I got R to successfully run on HTCondor. Here are my results:

First off, Nathan gave me the suggestion to use the 'tar' command to put together the R binary executable and all the libraries needed to run your program together in your file, and then to use a shell script to untar the archive on the remote machine. I extended the concept further to preserve the directory structure of the input files that you used, as well.

Secondly, when invoking R, I use

R --vanilla < inputfile.r

to run the program. Apparently R doesn't support standard

R arg1 arg2 arg3
style command-line arguments. Though I could easily be wrong about this. Either way, it seemed to be the simplest solution.
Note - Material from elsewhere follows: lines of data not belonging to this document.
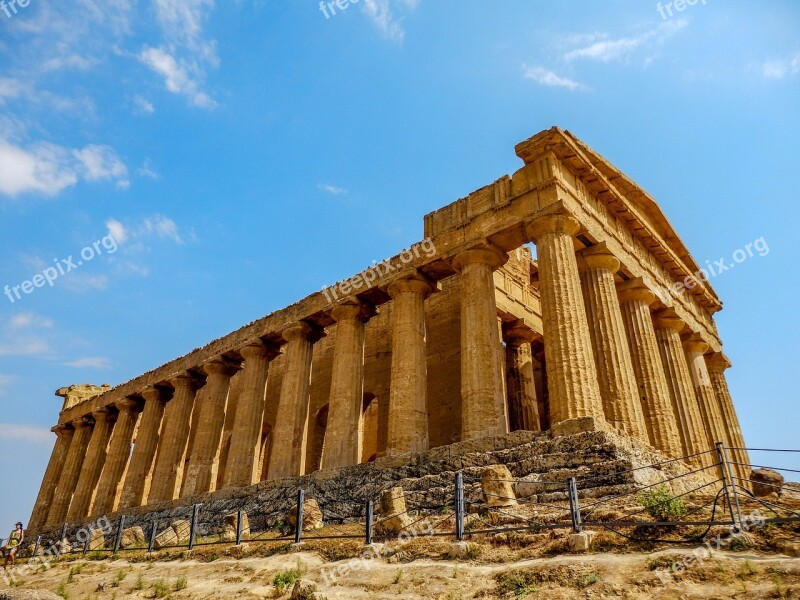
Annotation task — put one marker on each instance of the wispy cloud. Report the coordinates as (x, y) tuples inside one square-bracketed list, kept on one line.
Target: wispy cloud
[(90, 362), (331, 189), (550, 79), (780, 68), (26, 433), (607, 49)]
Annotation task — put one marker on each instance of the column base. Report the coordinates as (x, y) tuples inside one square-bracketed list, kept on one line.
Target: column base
[(579, 425)]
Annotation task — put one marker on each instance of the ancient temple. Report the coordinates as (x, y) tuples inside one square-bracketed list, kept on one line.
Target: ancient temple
[(462, 336)]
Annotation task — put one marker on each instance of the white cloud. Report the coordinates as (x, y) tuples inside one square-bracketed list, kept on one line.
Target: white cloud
[(550, 79), (90, 362), (607, 50), (778, 69), (331, 189), (26, 433), (48, 168)]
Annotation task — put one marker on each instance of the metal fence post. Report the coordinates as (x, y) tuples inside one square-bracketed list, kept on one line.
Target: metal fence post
[(193, 524), (118, 537), (152, 542), (239, 527), (729, 486), (574, 507), (370, 511), (298, 530), (460, 506)]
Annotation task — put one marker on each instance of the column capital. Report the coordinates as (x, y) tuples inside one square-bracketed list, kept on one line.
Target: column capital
[(416, 284), (598, 257), (554, 219), (258, 349), (484, 253), (353, 310), (668, 319), (635, 289), (718, 362), (302, 330)]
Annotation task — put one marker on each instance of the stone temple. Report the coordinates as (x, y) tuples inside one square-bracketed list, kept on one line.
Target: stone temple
[(463, 336)]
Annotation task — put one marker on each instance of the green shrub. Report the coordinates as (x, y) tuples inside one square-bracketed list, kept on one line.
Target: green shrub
[(659, 504)]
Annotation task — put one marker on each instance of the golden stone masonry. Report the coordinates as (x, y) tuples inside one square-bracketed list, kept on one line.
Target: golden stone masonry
[(472, 338)]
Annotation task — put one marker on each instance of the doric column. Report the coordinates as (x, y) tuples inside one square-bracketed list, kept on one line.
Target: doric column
[(201, 470), (174, 438), (571, 371), (408, 407), (142, 461), (483, 405), (717, 363), (684, 402), (119, 451), (523, 410), (615, 372), (343, 435), (64, 433), (289, 436), (243, 467), (71, 471), (662, 426), (709, 408), (92, 465)]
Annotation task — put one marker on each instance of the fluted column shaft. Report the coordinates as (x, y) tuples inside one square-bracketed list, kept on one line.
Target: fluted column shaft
[(408, 387), (173, 441), (92, 465), (119, 451), (289, 437), (71, 471), (522, 405), (343, 436), (134, 489), (483, 406), (243, 466), (201, 471), (681, 390), (717, 364), (64, 433), (662, 426), (615, 372), (571, 371)]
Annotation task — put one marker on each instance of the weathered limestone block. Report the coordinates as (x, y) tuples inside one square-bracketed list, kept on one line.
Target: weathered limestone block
[(312, 516), (766, 482), (132, 537), (229, 532), (497, 485), (394, 517)]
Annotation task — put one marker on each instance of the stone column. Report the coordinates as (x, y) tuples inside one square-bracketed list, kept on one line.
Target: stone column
[(92, 465), (134, 490), (571, 371), (684, 402), (174, 439), (71, 471), (483, 411), (615, 372), (119, 451), (343, 435), (289, 435), (64, 433), (523, 409), (243, 466), (201, 471), (408, 407), (717, 363), (662, 426), (709, 408)]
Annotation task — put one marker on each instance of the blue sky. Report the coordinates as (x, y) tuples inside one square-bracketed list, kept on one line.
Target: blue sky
[(247, 153)]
1. I needed to compile the R binary from source. For whatever reason, simply taking the binary from the /usr/bin/ directory did not work. I used version 2.11.1, because it appears to be the latest that our version of CentoOS supports, though there isn't necessarily any reason that a newer version of R couldn't be used. I also chose R version 2.11.1 because in order to get MCMCpack, one of the libraries that your program requires, to install using CRAN (similar to CPAN on perl), a version of R at least2.10 was needed.
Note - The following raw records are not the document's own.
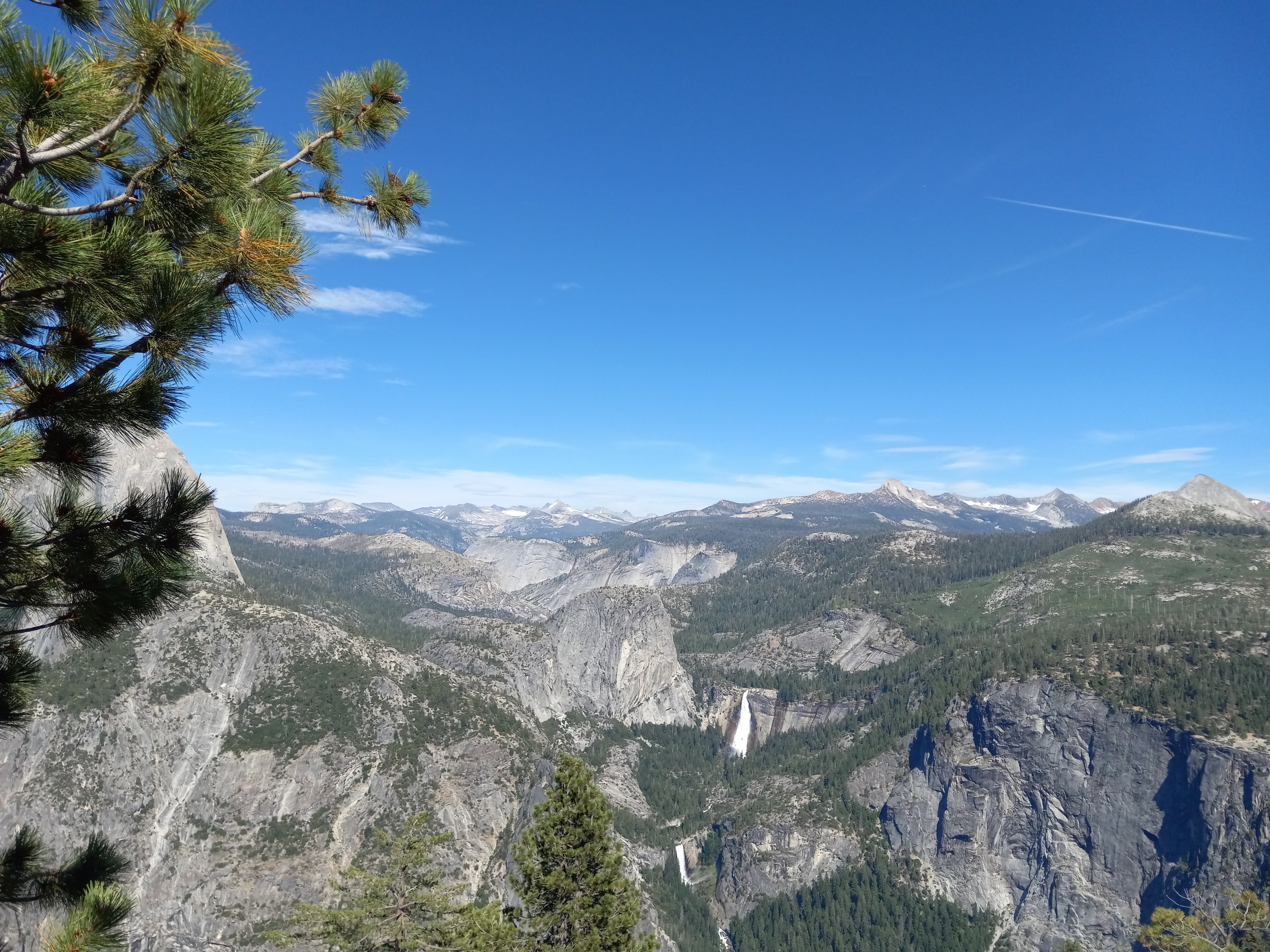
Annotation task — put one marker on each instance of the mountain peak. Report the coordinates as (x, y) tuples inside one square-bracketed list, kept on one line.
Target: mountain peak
[(1204, 492)]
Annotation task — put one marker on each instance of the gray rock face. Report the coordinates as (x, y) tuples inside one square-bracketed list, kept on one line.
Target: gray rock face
[(229, 808), (445, 577), (769, 715), (141, 466), (1203, 497), (548, 574), (609, 653), (776, 857), (1076, 821), (855, 642), (615, 654)]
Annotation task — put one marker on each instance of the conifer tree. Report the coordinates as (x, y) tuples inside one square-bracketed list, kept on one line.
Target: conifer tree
[(143, 218), (404, 908), (1244, 927), (571, 872)]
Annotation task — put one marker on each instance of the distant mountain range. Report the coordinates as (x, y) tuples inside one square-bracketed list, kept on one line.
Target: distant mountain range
[(455, 527), (451, 526), (892, 504)]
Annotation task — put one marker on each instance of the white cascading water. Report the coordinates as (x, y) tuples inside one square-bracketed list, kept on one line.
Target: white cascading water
[(741, 739)]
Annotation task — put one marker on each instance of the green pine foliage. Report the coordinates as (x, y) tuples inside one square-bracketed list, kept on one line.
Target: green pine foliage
[(808, 575), (143, 216), (868, 908), (569, 874)]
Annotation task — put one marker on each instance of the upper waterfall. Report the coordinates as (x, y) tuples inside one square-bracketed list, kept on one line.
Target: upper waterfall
[(741, 739)]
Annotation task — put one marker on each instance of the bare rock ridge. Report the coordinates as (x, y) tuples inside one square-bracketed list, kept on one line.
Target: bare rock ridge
[(143, 466), (892, 503), (1077, 821), (1203, 496)]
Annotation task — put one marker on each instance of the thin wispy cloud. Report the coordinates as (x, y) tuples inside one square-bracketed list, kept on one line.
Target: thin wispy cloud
[(964, 458), (1140, 313), (1119, 218), (505, 442), (350, 238), (1039, 258), (1179, 455), (366, 301), (313, 479), (267, 357)]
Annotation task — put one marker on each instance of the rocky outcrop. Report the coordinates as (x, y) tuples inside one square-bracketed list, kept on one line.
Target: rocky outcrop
[(239, 753), (851, 640), (444, 577), (1076, 821), (776, 857), (519, 563), (1202, 498), (143, 466), (552, 575), (609, 653), (614, 654)]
2. Next, I turned to getting the libraries to work. I initially investigated using environment variables like the R_LIBS_USER to set where the remote computer is supposed to look for libraries, but that did not work. So, instead, I chose to insert the following line into the R program to change the default library search directories to look to the current directory first:

This should be inserted at the beginning of any programs you want to HTCondor-ize. For an example, look at test.r.

3. Next, you'll need to make sure that all the libraries are included in the tar file. The file tarcmd.txt as follows:

tar -cf r.tar ./R -C /usr/lib64/R/library/ MASS/ coda/ MCMCpack/ lattice/  -C /exports/scratch/<user>/04-2010/ ch01/refsigs/sig104_A.txt ch01/sigsnp/sigint104_A.txt
contains the tar command I used to tar the R executable (which I also copied into the same directory), the libraries, and your input files. I tarred the input files because I wanted to preserve the directory structure and didn't want to have to modify your R code.

4. The next issue was that the output directories don't exist on the remote machine, so I included in (the shell script) a few mkdir -p commands to create the output directories. The output files don't actually have to exist on the remote machine---just the directories.

Just a side note: <user>, your R files currently have all the file paths specified with back slashes ("\\"). On Linux, this will not work. The filenames will need forward slashes instead.

5. The output files aren't currently being transferred from the remote machine back to the submit machine. What needs to be done is to add the output files to the job file so that they are transferred when the job terminates. I will insert this code when I get the chance.

6. The job file also needs to have a constraint that requires that the machine is 64-bit. I tested the R binary on a 32-bit machine and it didn't work, so I assume that's why.

7. All told, running the job took about 5 minutes on the remote machine. So, I don't know how that compares to what you've tried on <machine>.